5 Influential Women in Medicine
Women have always held an essential role in medicine, from the ancient Greek physician, Metrodora, who wrote the oldest known female-penned medical text, to Antonia Novello, the first woman (and first Latina) to be U.S. Surgeon General and beyond. We have selected five of our favorites for Women’s History Month of the many female physicians, surgeons, and researchers who have made significant contributions to medicine throughout history.
In 1849, Elizabeth Blackwell became the first woman in the United States to earn an M.D. degree. Elizabeth was accepted by Geneva Medical College in Geneva, N.Y. after the faculty opposed her admission and deferred the decisions to students, who unanimously voted to admit her as a joke. Her thesis was published in the Buffalo Medical Journal, and she graduated first in her class. In 1857, she opened a hospital that provided women physicians positions and served as a training facility for female students in nursing and medicine. She went on to open a women’s medical college, founded the National Health Society in Britain, and co-founded the London School of Medicine for Women.
Belinda Wurn co-developed the Wurn Technique®, a non-surgical treatment for adhesion-related conditions. She earned a B.S. in physical therapy from the University of Florida in 1975. After surgery and massive doses of radiation therapy left her with a “frozen pelvis,” she began co-developing the Wurn Technique®. Most of her pelvic organs were adhered to each other, leaving her in debilitating pain. Doctors told her, “You have adhesions – internal scars that can form anywhere in the body, acting as a powerful internal glue. Unfortunately, there is no cure except surgery, which will create more adhesions. You’ll have to learn to live your life in constant pain.”

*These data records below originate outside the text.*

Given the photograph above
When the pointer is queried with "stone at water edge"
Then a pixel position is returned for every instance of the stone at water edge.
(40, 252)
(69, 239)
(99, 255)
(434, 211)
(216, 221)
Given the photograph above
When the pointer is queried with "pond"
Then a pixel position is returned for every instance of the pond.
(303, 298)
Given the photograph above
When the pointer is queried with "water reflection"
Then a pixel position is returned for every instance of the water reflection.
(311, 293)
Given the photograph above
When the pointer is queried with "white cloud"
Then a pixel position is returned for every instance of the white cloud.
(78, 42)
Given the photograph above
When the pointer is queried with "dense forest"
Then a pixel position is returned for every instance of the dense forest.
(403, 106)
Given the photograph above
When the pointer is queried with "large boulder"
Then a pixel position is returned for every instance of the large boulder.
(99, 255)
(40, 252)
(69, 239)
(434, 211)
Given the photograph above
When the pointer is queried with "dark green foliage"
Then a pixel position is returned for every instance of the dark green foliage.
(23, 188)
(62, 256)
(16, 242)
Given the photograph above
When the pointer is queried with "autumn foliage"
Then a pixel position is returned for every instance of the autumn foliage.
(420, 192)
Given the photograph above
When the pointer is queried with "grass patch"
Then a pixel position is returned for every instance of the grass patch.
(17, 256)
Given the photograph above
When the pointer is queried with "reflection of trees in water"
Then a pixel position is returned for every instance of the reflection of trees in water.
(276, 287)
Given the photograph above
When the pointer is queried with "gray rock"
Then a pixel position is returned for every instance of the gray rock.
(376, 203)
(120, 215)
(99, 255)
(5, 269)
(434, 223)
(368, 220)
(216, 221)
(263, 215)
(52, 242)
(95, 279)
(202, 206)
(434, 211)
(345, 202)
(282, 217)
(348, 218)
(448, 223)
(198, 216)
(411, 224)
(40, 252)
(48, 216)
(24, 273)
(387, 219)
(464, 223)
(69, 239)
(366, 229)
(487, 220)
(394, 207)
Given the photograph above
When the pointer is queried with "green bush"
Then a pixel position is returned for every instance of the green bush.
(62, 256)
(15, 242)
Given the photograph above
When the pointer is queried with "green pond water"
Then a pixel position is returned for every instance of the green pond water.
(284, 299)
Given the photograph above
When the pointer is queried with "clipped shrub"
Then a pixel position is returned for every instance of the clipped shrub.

Unwilling to live a life in pain, she began developing a non-surgical bodywork to decrease adhesions. Her Clear Passage® Approach has been since shown to replace major invasive surgeries with a safe and effective therapy. Peer-reviewed studies have shown it can open totally blocked fallopian tubes in infertile women and clear life-threatening adhesions from the intestines.
Several physicians have suggested she is in line for a Nobel prize in medicine. She has since:
- Improved fertility for many women.
- Replaced major surgery for some serious adhesion-related conditions, such as endometriosis pain and infertility.
- Opened blocked fallopian tubes, increasing IVF success.
- Cleared adhered and blocked intestines, and more.
In 1864, Rebecca Lee Crumpler became the first African-American woman in the United States to earn an M.D. degree and the only African-American woman to graduate from New England Female Medical College. In a time when there was no formal training for nursing, even before she turned twenty, Rebecca worked as a nurse for eight years. The doctors she served under recommended her to the New England Female Medical College faculty, where she earned her four-year medical degree. After the Civil War, Dr. Crumpler cared for formerly enslaved people in Richmond, Virginia. She then moved to Boston, Massachusetts, to provide medical care for children. In 1883 she published a book called Book of Medical Discourses, based on notes from her years of practicing medicine.
At fifteen, Gertrude B. Elion saw her grandfather suffer and die from stomach cancer and felt motivated to study medicine. She earned a degree in chemistry from Hunter College, a free college. In 1944, Elion went to work for Burroughs Wellcome, a pharmaceutical firm, as an assistant to George Hitchings. She discovered a compound that put leukemia patients into temporary remission and later found it could be combined with other drugs to cure patients completely. She developed:
- A drug that suppressed immune response and made organ transplants possible
- A drug to reduce uric acid to prevent gout, a fatal side-effect for people with cancer.
- An antiviralanti-viral drug to treat herpes, Epstein-Barr, chickenpox, and shingles.
Her discoveries served as the basis for other researchers to develop the drug used to treat AIDS. She received the 1988 Nobel Prize in Physiology or Medicine.
Rosalyn Yalow attended Hunter College and graduated with honors as Hunter’s first physics major. In 1941, Yalow earned a Ph.D. in nuclear physics from the University of Illinois. She joined the Veterans Administration Hospital in the Bronx, setting up her first laboratory in a converted janitor’s closet. Solomon Berson joined her team in 1950. They made significant discoveries in the treatment of diabetes through their method called radioimmunoassay, which later allowed doctors to make exact measurements of over 100 biological substances impacting many different fields of medicine. Yalow received the 1977 Nobel Prize in Physiology or Medicine.
Women in Medicine
From ancient history to modern times, women in medicine have faced discrimination, barriers, and limitations. Despite these challenges, women have made significant discoveries and accomplishments and continue to contribute to the research, development, and implementation of new life-saving therapies, medicines, and treatments.
We at Clear Passage are proud to have one of ours up there with the greats.